When we all bought into the idea of a marketing order with data and reporting promised, none of us could have believed we would be 7 years into data collection and reporting and still have no faith in the constantly changing seemingly made up numbers reported by the APC and its staff, but here we are.
While we currently can not rely on the data published by the APC we can look at what we do know about this year’s crop.
Pecan cold storage levels are low. Looking at the data over the last few years we see that this is some of the lowest pecan cold storage levels we have seen in nearly a decade.
Handler Inventory is Low. Yes I know this data can not be trusted, but while the APC staff regularly changes the data with no notice, it is some semblance of a data point and I believe the APC board members are now working to right the ship.
Georgia will not make 100 million pounds this year. Even before Hurricane Idalia wiped out a large portion of the pecan crop in southeast Georgia and parts of North Carolina, Georgia would not have produced 100 million pounds. The Georgia pecan crop is still made up of a significant amount of older orchards and the Stuart crop on older trees is just not there this year. Even on younger varieties we are experiencing an off year across the state.
Texas with the exception of West Texas will have a light crop.

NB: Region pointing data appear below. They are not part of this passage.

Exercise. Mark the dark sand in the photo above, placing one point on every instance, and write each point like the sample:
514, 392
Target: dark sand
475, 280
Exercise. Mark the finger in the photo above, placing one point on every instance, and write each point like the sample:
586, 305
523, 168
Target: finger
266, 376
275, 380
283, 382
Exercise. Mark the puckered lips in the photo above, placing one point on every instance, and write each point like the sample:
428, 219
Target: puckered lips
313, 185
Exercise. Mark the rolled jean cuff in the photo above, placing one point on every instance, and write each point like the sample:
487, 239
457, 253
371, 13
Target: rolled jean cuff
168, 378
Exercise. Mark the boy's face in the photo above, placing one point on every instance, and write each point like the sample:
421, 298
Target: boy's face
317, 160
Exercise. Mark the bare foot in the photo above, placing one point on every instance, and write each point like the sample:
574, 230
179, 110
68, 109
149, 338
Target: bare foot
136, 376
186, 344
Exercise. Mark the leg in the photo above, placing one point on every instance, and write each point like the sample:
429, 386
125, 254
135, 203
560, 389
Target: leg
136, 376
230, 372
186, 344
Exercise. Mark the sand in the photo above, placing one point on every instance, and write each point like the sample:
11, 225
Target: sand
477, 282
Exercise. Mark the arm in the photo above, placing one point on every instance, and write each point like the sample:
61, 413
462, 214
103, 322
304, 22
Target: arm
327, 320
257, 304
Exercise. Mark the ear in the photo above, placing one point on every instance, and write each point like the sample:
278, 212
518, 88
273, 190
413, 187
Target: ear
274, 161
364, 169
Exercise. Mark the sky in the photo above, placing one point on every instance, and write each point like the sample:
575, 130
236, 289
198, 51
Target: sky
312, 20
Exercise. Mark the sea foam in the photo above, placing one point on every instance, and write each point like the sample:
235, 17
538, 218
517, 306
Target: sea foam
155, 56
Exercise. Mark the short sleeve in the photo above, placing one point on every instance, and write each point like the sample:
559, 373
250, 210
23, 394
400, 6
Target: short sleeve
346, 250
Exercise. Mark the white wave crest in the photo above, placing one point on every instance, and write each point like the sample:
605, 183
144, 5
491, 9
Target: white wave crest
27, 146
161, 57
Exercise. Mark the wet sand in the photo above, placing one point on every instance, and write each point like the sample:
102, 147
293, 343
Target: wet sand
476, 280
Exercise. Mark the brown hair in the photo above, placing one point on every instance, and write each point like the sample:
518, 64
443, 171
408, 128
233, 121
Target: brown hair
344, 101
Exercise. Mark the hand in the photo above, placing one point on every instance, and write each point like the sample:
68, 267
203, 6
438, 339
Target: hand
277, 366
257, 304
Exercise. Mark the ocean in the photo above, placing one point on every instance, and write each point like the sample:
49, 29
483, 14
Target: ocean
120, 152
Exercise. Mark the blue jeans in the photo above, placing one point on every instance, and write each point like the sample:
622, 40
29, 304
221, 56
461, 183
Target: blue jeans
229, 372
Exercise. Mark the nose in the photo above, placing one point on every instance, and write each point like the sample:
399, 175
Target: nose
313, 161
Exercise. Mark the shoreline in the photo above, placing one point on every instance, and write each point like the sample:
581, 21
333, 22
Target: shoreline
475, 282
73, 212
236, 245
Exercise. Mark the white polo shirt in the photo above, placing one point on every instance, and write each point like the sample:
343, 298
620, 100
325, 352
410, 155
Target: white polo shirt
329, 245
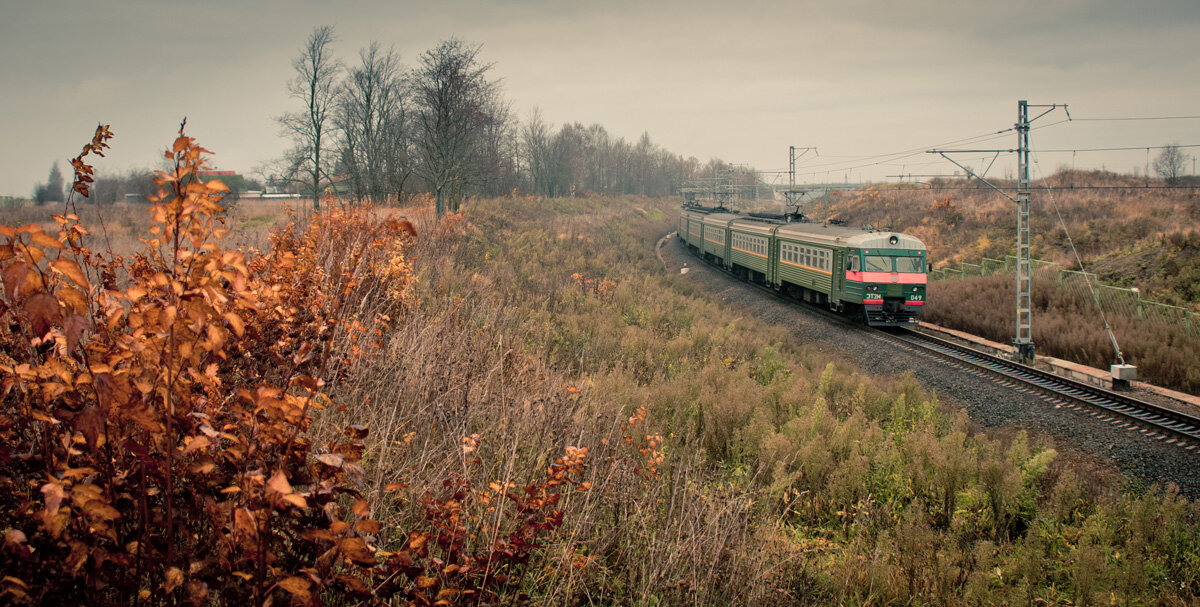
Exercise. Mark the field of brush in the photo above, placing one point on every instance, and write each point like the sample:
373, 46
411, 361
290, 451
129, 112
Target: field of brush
541, 414
1146, 238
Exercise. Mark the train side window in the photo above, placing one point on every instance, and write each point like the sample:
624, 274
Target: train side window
876, 264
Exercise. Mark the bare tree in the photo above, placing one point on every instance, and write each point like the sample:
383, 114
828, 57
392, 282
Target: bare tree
373, 119
1169, 164
535, 151
51, 191
313, 84
453, 97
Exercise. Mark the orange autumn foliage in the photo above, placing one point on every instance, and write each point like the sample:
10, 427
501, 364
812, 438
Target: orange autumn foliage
153, 440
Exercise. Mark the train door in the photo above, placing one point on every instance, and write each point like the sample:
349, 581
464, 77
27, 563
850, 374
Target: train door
839, 276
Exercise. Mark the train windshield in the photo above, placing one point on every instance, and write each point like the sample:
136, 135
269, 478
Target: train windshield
909, 264
876, 264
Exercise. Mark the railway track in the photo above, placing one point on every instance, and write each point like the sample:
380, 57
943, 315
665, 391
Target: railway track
1121, 409
1173, 426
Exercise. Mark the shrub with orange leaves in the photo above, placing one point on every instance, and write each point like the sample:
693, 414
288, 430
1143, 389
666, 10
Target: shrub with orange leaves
153, 443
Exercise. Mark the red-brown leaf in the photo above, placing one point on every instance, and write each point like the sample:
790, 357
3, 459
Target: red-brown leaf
43, 312
357, 550
298, 587
73, 328
90, 422
13, 277
71, 270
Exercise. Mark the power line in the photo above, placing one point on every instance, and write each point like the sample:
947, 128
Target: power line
1138, 148
1134, 118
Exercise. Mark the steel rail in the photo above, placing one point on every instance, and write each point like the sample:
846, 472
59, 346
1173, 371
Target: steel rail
1140, 412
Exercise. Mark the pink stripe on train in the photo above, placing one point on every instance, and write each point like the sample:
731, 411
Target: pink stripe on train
888, 277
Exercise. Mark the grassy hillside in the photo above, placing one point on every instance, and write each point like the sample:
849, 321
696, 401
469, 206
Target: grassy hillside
1128, 234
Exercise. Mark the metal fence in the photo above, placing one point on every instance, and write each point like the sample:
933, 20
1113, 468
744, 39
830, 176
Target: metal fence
1114, 300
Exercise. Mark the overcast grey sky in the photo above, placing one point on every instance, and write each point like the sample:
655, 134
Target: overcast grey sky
739, 80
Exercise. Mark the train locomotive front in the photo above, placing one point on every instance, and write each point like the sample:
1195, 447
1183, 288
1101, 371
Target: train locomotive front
886, 275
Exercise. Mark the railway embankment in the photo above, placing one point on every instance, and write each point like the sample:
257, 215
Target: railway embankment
1173, 398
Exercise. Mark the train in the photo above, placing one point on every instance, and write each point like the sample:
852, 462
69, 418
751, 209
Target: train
875, 276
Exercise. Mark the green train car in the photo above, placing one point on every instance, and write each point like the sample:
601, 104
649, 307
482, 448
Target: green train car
875, 275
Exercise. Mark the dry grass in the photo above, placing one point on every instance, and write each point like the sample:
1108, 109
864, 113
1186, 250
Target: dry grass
726, 464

After recently speaking with growers from the middle Texas region the crop there has been under severe drought conditions.

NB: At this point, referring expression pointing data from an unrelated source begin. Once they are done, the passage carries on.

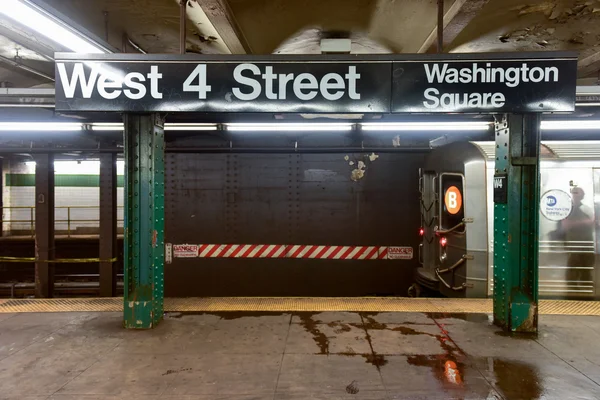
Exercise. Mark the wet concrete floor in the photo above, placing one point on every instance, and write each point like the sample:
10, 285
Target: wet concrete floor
296, 356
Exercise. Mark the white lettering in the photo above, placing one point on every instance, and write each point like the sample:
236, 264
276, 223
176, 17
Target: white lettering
430, 94
283, 81
498, 100
536, 71
139, 87
553, 71
352, 77
269, 77
510, 76
311, 84
434, 73
199, 74
256, 88
458, 101
69, 85
106, 83
327, 85
154, 76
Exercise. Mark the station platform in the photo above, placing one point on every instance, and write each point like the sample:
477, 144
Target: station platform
295, 354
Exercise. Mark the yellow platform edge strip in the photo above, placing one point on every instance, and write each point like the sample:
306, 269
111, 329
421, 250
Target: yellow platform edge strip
295, 304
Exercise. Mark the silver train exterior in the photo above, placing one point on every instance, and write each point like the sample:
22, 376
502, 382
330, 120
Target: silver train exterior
457, 257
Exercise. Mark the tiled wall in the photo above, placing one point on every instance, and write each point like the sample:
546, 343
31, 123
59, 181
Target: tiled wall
81, 199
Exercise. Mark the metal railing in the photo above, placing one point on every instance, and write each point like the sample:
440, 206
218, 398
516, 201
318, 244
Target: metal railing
71, 223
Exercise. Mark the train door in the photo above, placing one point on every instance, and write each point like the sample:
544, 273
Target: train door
428, 200
568, 230
450, 235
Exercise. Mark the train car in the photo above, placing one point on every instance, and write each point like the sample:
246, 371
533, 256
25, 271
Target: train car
457, 224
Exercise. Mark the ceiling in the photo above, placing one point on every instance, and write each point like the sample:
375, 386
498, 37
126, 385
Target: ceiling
297, 27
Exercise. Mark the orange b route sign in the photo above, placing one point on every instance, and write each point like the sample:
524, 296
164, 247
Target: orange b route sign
453, 200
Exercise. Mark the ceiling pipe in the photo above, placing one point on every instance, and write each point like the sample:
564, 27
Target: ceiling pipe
135, 46
26, 68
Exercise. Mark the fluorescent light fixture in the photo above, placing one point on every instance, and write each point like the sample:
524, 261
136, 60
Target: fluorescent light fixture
107, 126
189, 127
118, 126
570, 125
425, 126
45, 24
289, 127
39, 126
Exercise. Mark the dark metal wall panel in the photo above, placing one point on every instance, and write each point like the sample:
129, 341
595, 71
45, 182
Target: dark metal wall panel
291, 199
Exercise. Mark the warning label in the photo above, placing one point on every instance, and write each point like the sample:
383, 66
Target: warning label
400, 253
185, 250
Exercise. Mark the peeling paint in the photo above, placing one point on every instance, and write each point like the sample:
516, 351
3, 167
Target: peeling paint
373, 157
357, 174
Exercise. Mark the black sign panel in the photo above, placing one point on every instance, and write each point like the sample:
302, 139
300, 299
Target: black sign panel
469, 83
484, 85
500, 188
317, 87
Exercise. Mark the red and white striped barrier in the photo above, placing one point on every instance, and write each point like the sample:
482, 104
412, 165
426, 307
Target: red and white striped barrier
289, 251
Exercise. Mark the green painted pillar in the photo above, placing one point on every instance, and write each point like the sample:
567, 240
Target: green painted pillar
144, 220
516, 222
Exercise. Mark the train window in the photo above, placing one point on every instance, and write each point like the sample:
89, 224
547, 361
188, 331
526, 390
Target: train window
451, 201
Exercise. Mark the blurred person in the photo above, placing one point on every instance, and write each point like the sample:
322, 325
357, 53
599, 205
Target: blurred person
579, 227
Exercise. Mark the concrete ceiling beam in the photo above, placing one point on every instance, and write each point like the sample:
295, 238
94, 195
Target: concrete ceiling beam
26, 40
458, 16
223, 20
589, 66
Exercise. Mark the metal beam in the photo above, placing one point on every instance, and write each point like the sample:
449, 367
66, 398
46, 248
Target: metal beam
24, 67
108, 224
222, 18
19, 38
589, 65
144, 220
44, 225
516, 222
458, 16
2, 196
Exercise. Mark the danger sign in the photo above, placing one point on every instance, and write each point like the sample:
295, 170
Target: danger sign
453, 200
185, 250
400, 253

China is buying more pecans. The Chinese market is still buying pecans and will likely again be the largest buyer in the export markets. Early harvest nuts are being offered at 2.7 and higher and since the Chinese New Year celebrations fall in February this year buyers have a little more time to negotiate so prices may rise even further if this crop turns out to be smaller than expected.
New markets in Korea and India are purchasing and pushing consumption higher. While the existing markets continue to hold up purchasing levels, we are now seeing new markets begin to develop a taste for American pecans and we are seeing an uptick in consumption in these areas.
As we move forward into the coming harvest season we will quickly get a better idea of the crop size and the ability of shellers and brokers to suppress the commercial in-shell market. For now on our farm we won’t be entertaining any lowball prices and I would suggest you consider the same on your farm sales.